Les hommes de leur côté apprennent comment il faut les conduire, les aider, les soigner. Ils savent comment débute l'engravée des pattes et les soins nécessités dès la première heure par cette affection qui peut devenir incurable, si elle n'est combattue en temps opportun. Des lotions quotidiennes à l'alcool, suivies d'une application de collodion et complétées par l'enveloppement de la partie malade avec de la flanelle, sont à la fois le meilleur préventif et le curatif par excellence.

Un chien se trouve-t-il pris de courbature ou de congestion, vite on lui tire, selon la méthode esquimaude, un peu de sang par les oreilles ou la queue.

La conduite du traîneau, surtout quand il est chargé, demande une certaine expérience que seule peut conférer l'habitude.

Aujourd'hui, le chemin suivi par le tonneau du porteur d'eau pour se rendre du navire à la Dhuys est à peu près praticable. Mais, au commencement, quelle incohérente succession de casse-cou!

A l'aller, il n'y avait que demi-mal. Et même les hommes devaient modérer l'allure des chiens qui s'emballaient comme des bêtes folles, et faisaient voler derrière eux le traîneau vide.

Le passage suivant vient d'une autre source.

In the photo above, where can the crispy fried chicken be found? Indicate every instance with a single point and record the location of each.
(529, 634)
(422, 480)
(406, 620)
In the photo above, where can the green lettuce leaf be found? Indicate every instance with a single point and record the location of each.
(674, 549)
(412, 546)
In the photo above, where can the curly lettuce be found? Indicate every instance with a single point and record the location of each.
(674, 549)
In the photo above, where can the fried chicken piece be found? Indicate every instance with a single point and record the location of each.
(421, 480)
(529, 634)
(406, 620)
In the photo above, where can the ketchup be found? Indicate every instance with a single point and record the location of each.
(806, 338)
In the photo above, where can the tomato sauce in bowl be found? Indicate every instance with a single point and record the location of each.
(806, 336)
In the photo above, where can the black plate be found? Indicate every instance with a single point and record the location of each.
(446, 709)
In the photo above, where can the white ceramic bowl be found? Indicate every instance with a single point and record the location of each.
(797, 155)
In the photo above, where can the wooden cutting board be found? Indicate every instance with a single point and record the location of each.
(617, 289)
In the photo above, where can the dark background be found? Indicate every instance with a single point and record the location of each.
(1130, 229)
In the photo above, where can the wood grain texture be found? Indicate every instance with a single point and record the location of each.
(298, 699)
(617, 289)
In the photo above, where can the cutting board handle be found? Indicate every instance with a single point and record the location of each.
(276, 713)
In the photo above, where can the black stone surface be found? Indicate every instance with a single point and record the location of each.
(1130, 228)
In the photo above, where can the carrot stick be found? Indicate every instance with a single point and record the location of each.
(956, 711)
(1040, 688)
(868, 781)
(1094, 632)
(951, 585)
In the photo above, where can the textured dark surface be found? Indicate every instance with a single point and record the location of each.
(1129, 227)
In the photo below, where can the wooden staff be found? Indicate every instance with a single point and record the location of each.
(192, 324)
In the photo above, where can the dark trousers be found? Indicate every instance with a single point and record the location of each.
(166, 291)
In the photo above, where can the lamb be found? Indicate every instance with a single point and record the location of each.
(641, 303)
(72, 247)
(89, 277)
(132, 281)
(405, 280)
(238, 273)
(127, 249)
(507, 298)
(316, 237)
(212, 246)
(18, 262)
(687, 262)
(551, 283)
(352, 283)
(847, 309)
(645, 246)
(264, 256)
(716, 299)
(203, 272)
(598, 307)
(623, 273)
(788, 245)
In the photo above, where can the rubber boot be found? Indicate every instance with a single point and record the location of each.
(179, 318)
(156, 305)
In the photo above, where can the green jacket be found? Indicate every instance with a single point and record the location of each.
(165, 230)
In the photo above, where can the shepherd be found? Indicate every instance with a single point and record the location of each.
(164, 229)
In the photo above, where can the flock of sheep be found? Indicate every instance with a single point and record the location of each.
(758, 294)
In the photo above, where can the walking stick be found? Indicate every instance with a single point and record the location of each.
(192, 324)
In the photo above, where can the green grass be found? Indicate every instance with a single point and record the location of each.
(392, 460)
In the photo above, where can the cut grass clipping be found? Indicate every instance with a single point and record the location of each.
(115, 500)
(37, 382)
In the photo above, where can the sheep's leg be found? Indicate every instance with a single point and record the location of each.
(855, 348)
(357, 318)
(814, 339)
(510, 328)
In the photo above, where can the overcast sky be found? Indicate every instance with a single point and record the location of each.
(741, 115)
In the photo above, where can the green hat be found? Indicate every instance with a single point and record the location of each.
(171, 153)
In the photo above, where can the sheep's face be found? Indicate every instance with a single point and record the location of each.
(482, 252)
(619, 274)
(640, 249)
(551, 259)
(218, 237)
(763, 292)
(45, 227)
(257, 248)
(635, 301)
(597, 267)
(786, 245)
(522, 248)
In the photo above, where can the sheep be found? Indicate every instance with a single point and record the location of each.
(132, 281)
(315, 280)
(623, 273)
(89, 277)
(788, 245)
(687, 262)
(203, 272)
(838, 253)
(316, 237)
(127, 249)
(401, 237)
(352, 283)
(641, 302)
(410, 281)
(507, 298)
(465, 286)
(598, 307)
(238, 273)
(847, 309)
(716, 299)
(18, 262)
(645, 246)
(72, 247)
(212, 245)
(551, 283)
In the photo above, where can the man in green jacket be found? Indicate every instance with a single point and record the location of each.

Mais, au retour, quand le porteur d'eau ramenait un quintal de glace! Un conducteur se tenait en tête, et guidait l'attelage avec son fouet, à travers les hummocks et les glaces raboteuses. Les autres hommes de corvée se tenaient à droite, à gauche et en arrière du traîneau pour le soulever d'un bord ou de l'autre, quand un bloc venait caler un des patins. Le véhicule tiraillé, poussé, arraché, s'avançait en basculant, toujours prêt à chavirer, jusqu'à ce que, butant sur des hérissements de pointes anguleuses, il s'arrêtait, figé sur place.

Reconnaissant l'inutilité de leurs efforts, les chiens faisaient tête en queue, s'asseyaient sur leur derrière et regardaient narquoisement les marins, comme pour leur dire: «Allons, souquez, vous, les hommes!»

Et les hommes passaient à l'avant, empoignaient les courroies de halage et tiraient comme des cabestans en criant à tue-tête:

—Hisse-la!... oh hisse!

On progressait ainsi par «étapes» de deux ou trois mètres, jusqu'à ce que l'obstacle fût franchi, et l'on recommençait, indéfiniment.